Quello che la sinistra fa con Trump è parte di un copione che conosciamo

E se questa era la sinistra italiana, già si delineava sullo sfondo una più sofisticata sinistra internazionale che, negli anni, avrebbe costruito sapientemente immagini grottesche su tutti coloro che le si opposero.
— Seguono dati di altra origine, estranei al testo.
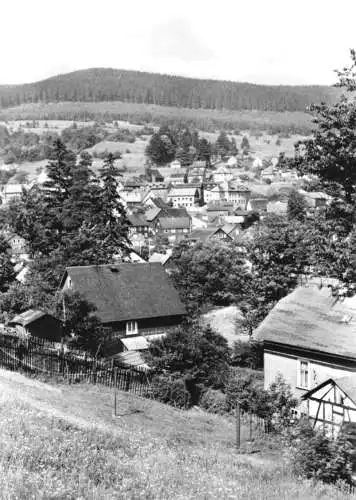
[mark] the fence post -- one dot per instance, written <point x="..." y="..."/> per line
<point x="238" y="426"/>
<point x="250" y="422"/>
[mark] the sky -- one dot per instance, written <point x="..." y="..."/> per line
<point x="269" y="42"/>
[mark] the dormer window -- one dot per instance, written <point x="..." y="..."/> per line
<point x="131" y="328"/>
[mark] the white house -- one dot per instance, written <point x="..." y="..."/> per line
<point x="235" y="193"/>
<point x="183" y="196"/>
<point x="212" y="192"/>
<point x="309" y="337"/>
<point x="222" y="174"/>
<point x="331" y="404"/>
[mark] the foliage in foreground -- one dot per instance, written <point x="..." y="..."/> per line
<point x="316" y="456"/>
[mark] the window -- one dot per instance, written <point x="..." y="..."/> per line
<point x="131" y="328"/>
<point x="303" y="374"/>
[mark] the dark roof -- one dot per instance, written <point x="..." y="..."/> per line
<point x="27" y="317"/>
<point x="126" y="291"/>
<point x="311" y="318"/>
<point x="346" y="384"/>
<point x="137" y="220"/>
<point x="203" y="234"/>
<point x="220" y="206"/>
<point x="174" y="222"/>
<point x="152" y="213"/>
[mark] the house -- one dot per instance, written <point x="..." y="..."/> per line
<point x="11" y="191"/>
<point x="309" y="337"/>
<point x="177" y="178"/>
<point x="158" y="190"/>
<point x="175" y="164"/>
<point x="257" y="205"/>
<point x="219" y="209"/>
<point x="18" y="245"/>
<point x="174" y="227"/>
<point x="212" y="233"/>
<point x="37" y="324"/>
<point x="316" y="199"/>
<point x="212" y="192"/>
<point x="235" y="193"/>
<point x="232" y="162"/>
<point x="161" y="258"/>
<point x="196" y="173"/>
<point x="198" y="222"/>
<point x="222" y="174"/>
<point x="268" y="173"/>
<point x="277" y="207"/>
<point x="231" y="230"/>
<point x="138" y="224"/>
<point x="184" y="195"/>
<point x="133" y="196"/>
<point x="133" y="300"/>
<point x="331" y="404"/>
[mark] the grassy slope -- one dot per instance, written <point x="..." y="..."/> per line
<point x="63" y="442"/>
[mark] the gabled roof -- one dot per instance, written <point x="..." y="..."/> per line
<point x="140" y="343"/>
<point x="346" y="384"/>
<point x="258" y="203"/>
<point x="228" y="228"/>
<point x="220" y="207"/>
<point x="239" y="188"/>
<point x="137" y="220"/>
<point x="183" y="191"/>
<point x="160" y="257"/>
<point x="152" y="213"/>
<point x="27" y="317"/>
<point x="122" y="292"/>
<point x="311" y="318"/>
<point x="174" y="222"/>
<point x="203" y="234"/>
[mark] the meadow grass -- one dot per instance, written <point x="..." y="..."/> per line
<point x="47" y="456"/>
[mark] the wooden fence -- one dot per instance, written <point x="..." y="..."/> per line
<point x="33" y="356"/>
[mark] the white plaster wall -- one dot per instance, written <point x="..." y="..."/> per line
<point x="288" y="367"/>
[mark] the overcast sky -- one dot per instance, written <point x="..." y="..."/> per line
<point x="261" y="41"/>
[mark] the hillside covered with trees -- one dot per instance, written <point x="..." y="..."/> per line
<point x="106" y="84"/>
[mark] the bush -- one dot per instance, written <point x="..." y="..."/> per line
<point x="170" y="390"/>
<point x="214" y="401"/>
<point x="244" y="388"/>
<point x="248" y="354"/>
<point x="315" y="456"/>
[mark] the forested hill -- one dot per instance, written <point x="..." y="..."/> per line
<point x="150" y="88"/>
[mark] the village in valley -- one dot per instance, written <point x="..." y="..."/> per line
<point x="177" y="288"/>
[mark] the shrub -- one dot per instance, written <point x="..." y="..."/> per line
<point x="244" y="388"/>
<point x="214" y="401"/>
<point x="173" y="391"/>
<point x="315" y="456"/>
<point x="248" y="354"/>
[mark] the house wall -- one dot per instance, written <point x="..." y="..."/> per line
<point x="46" y="327"/>
<point x="149" y="326"/>
<point x="328" y="408"/>
<point x="288" y="366"/>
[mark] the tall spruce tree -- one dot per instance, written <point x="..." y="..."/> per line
<point x="112" y="226"/>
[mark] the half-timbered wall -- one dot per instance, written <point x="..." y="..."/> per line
<point x="328" y="408"/>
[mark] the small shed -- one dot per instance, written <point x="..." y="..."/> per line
<point x="37" y="323"/>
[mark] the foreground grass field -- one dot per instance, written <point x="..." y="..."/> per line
<point x="62" y="442"/>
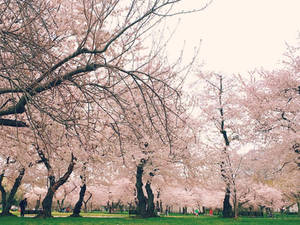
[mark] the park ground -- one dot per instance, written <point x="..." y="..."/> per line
<point x="120" y="219"/>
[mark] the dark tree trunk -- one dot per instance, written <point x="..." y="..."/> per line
<point x="227" y="208"/>
<point x="150" y="205"/>
<point x="85" y="202"/>
<point x="38" y="203"/>
<point x="142" y="200"/>
<point x="47" y="204"/>
<point x="54" y="185"/>
<point x="78" y="204"/>
<point x="7" y="203"/>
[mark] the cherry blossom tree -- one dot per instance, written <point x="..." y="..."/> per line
<point x="81" y="64"/>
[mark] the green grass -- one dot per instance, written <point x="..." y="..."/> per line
<point x="170" y="220"/>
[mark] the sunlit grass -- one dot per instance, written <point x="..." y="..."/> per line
<point x="119" y="218"/>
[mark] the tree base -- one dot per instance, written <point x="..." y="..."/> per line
<point x="42" y="216"/>
<point x="7" y="214"/>
<point x="75" y="215"/>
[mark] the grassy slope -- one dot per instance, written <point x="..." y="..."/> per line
<point x="188" y="220"/>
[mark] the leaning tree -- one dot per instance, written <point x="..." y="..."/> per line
<point x="63" y="60"/>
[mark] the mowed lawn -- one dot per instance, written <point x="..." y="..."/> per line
<point x="124" y="219"/>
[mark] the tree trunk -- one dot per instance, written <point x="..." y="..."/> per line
<point x="7" y="203"/>
<point x="47" y="204"/>
<point x="54" y="185"/>
<point x="78" y="205"/>
<point x="227" y="208"/>
<point x="235" y="205"/>
<point x="150" y="205"/>
<point x="142" y="200"/>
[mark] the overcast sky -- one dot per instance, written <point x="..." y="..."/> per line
<point x="239" y="35"/>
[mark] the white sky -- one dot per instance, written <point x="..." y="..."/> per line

Via via nel tempo, De Gaulle fu presentato come un generale golpista che distruggeva la democrazia francese, Kennedy come un pericolosissimo guerrafondaio in preda a crisi cicliche di umore,  Margareth Thatcher come una gretta bottegaia autoritaria , Ronald Reagan come un incolto e inaffidabile attore fallito (era laureato in economia e diritto e governatore della California) . Insomma il circuito mondiale della diffamazione si metteva in moto automaticamente, ogni volta che un leader di destra o semplicemente deciso o anche soltanto liberista, si affacciava alla ribalta.  E il bello è che i loro giudizi, non appena questi personaggi finivano il loro ciclo attivo di contrapposizione, cambiavano, diventavano persone positive e lungimiranti, anzi venivano artatamente contrapposte ai loro naturali successori (Berlusconi e Chirac come De Gasperi o la Tatcher?, ma non scherziamo via, parlottavano supponenti e vacui i radical chic).  E oggi gli stupidi cattivi sono Boris Johnson, Marine le Pen e, appunto, Donald Trump.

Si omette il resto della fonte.